Finding goldcrests in these thin scrappy hedges is unexpected…

…but this week, on each afternoon walk, we have seen one or two searching for food.

They betray their presence by a constant si, si, si call and, initially, we look for them in the tops of trees. But they are at ditch level, working through tangled stems of bramble and ivy, looking for spiders and small insects. Goldcrests are reputed to be indifferent to man and it is said if you stand quietly and watch they will be quite unperturbed and confiding in their behaviour. Although they are constantly moving, and examining each bud and leaf for only a moment, we have a good view of these tiny birds with their yellow crowns.

It is probably from these markings that they get their name, shortened from the older term, Goldcrested Wren. Their Latin name, Regulus regulus, is reputed to reflect Aesop’s story of how the birds chose who was to be king by seeing who could fly highest. Each bird tried and the eagle surpassed them all, soaring higher and higher. But then a song was heard above the eagle. It was the goldcrest, who had hitched a ride and, perched on the eagle’s head, won the prize.

The goldcrest is widely distributed but populations can be decimated by bad winters. Only weighing around six grams, it needs lots of energy to keep warm. Populations have crashed several times after very cold winters, most recently in 2009-10. These population fluctuations were observed as long ago as the 1920s when the naturalist T. A. Coward noted:

Until the severe winter of 1916-17 the Goldcrest was abundant and widespread, nesting in all the wooded portions of our islands; now it can have little more than an obituary notice, for the nesting stock was practically ‘wiped out’.

We associate goldcrests with conifers, expecting to find them in pine and spruce trees, so it is a surprise to see them crossing the farm along this network of rather battered hedges.

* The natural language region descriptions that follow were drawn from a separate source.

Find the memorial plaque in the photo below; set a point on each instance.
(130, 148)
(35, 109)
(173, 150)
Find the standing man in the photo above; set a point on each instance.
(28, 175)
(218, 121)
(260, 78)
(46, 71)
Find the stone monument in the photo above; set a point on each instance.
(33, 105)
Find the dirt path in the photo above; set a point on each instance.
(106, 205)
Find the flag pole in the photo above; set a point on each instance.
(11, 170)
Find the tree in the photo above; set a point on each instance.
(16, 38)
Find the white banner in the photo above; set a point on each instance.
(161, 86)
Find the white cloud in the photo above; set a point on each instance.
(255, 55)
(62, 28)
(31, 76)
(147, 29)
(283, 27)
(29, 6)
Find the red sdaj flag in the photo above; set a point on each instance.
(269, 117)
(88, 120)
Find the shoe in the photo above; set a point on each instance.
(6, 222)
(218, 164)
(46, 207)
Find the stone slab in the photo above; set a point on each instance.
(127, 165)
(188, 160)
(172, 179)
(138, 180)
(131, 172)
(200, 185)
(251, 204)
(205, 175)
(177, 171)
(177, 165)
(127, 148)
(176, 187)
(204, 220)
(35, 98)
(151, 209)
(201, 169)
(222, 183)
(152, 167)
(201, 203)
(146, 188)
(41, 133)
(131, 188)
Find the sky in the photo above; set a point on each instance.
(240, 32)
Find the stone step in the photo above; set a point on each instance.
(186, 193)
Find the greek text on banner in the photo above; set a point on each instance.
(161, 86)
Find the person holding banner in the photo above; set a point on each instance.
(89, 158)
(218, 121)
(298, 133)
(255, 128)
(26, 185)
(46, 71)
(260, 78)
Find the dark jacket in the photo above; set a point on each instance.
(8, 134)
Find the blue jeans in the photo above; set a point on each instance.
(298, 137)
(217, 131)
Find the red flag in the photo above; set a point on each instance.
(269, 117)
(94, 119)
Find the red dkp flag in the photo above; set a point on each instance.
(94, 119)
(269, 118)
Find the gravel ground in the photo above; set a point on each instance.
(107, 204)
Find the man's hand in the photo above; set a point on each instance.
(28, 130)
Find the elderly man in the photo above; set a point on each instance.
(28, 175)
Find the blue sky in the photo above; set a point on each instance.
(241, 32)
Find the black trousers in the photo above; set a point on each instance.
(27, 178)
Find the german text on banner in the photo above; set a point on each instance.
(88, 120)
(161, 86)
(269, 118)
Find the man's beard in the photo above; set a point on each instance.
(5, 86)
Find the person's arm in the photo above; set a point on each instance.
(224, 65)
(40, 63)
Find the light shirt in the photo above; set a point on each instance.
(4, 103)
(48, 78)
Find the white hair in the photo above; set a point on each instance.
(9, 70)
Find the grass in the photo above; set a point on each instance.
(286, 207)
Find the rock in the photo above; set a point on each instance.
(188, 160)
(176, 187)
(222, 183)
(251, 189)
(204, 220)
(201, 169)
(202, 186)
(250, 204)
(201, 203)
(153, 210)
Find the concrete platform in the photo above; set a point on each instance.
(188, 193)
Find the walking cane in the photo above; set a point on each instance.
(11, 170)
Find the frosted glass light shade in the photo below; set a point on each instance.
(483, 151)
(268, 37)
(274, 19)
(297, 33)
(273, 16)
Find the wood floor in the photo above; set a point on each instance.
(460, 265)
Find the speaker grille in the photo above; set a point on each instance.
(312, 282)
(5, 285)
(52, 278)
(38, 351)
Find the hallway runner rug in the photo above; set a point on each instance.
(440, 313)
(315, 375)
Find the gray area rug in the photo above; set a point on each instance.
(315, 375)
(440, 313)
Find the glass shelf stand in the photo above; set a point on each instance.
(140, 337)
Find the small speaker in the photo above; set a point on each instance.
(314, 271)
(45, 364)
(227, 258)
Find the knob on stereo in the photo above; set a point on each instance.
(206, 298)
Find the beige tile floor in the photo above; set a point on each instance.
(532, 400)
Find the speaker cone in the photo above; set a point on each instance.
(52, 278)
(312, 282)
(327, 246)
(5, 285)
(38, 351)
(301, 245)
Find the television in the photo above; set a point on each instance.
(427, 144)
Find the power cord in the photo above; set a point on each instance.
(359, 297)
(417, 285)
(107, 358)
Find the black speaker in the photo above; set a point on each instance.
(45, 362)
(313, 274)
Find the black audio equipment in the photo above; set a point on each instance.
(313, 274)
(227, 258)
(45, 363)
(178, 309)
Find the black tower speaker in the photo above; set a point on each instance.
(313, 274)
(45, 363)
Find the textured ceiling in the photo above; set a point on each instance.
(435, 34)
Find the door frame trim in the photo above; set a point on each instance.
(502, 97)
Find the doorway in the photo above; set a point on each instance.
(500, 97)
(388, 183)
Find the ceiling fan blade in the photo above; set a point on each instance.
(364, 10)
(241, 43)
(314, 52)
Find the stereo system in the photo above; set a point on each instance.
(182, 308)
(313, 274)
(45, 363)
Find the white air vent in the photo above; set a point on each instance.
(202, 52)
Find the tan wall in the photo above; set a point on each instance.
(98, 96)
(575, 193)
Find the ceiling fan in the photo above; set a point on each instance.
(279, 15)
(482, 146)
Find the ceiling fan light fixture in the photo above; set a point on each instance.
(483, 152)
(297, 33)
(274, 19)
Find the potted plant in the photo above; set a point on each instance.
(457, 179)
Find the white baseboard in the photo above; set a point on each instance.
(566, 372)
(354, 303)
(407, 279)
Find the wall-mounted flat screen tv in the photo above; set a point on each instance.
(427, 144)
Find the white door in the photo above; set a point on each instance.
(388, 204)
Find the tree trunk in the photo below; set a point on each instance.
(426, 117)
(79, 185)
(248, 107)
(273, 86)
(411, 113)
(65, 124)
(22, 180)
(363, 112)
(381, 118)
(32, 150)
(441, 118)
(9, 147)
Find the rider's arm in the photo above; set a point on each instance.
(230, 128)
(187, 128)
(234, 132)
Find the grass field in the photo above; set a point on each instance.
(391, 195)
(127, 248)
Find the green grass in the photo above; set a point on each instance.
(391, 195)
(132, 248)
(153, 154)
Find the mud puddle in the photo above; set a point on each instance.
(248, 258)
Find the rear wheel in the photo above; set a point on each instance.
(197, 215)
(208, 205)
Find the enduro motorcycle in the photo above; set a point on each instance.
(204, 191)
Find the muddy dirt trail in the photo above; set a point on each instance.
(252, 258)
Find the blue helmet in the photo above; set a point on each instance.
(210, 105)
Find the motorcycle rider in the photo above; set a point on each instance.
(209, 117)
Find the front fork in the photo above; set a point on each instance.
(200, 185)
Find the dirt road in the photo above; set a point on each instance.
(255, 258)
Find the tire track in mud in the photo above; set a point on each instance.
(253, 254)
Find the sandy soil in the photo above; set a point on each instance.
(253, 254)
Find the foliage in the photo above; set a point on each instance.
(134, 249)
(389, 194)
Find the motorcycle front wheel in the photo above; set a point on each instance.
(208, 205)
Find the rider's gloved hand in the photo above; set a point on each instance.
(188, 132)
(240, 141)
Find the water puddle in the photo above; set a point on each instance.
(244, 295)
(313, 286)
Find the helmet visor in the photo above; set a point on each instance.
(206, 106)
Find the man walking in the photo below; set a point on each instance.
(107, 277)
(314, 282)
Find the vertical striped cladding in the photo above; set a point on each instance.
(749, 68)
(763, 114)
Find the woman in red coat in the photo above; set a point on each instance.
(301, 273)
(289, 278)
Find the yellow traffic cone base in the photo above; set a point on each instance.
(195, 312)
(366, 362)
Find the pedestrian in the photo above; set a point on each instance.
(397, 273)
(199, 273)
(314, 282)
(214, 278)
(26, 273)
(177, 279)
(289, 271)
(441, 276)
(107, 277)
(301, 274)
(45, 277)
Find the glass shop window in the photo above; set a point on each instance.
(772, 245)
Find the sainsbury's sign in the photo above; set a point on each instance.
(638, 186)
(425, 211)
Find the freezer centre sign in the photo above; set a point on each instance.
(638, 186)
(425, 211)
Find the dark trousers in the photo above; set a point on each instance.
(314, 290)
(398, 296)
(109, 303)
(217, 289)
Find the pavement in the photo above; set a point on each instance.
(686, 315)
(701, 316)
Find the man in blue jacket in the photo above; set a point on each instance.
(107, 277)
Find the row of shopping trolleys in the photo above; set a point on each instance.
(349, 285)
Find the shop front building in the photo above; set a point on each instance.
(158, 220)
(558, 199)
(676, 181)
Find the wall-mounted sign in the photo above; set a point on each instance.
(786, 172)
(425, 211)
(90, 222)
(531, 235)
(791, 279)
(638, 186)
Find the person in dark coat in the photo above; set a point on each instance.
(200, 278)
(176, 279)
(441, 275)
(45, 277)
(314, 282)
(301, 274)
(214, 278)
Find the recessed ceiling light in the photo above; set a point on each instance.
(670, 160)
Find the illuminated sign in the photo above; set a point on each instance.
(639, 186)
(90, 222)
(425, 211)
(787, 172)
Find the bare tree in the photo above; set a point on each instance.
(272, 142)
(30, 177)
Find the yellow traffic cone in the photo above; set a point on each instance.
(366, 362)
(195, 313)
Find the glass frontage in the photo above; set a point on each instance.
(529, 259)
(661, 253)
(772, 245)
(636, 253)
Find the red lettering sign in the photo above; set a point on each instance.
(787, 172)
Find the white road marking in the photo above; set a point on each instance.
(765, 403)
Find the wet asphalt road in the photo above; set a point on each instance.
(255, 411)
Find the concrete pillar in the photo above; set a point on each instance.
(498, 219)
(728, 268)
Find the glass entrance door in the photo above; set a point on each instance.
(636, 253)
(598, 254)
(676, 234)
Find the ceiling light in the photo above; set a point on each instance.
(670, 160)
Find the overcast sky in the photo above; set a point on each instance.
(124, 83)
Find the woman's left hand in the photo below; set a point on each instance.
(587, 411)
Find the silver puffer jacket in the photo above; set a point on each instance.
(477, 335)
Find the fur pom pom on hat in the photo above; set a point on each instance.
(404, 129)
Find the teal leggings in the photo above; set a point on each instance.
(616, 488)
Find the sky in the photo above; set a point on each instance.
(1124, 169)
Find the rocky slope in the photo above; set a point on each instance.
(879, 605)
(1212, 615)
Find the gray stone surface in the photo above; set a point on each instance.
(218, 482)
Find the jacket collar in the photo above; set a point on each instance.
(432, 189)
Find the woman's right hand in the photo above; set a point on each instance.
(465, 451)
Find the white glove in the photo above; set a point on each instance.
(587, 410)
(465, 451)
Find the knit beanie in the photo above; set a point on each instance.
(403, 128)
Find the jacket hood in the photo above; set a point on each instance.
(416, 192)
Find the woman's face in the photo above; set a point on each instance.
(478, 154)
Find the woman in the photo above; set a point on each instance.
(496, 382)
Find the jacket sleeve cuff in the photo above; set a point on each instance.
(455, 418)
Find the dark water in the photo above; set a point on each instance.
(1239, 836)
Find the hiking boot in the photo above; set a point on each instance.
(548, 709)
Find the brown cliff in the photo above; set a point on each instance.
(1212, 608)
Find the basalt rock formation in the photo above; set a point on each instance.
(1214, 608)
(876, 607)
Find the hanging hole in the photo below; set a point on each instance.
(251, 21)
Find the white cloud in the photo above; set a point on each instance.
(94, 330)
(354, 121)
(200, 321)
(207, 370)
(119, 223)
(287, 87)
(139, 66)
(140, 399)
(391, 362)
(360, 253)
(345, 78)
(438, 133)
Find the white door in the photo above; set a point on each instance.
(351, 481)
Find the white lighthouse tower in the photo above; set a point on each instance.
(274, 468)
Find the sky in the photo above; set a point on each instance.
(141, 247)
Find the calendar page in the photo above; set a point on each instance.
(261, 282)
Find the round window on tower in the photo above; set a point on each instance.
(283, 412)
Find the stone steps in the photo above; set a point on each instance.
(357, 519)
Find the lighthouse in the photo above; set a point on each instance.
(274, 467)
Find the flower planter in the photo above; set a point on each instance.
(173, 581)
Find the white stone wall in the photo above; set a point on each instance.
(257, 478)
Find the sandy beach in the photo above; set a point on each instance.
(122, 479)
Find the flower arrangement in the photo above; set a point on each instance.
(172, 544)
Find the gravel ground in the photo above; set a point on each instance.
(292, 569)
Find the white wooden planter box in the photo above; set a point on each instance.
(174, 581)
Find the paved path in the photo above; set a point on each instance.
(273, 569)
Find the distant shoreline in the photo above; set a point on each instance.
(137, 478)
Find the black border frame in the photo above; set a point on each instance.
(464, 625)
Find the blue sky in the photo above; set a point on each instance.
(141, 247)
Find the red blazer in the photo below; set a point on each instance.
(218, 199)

Perhaps they are resident birds spreading out looking for food or maybe winter visitors.

The long overseas migration of this smallest of birds caused much surprise. Amazingly they fly from Scandinavia across the North Sea and so were given the local name, Tot o’er seas. In bad weather they can be found caught up in the rigging of North Sea fishing boats or on oil rigs. Along the east coast they arrive “clustered almost like bees along the hedges…so tired as to be taken by hand to the shore”. Not believing that such a small bird could make a rough sea crossing, it was assumed they hitched a ride on other migratory birds arriving around the same time. This was particularly noticed with the arrival of the woodcock, leading to goldcrests becoming known as the woodcock pilot.

Standing in a bleak windswept field I watch two goldcrests search for food and reflect on their surprising lives.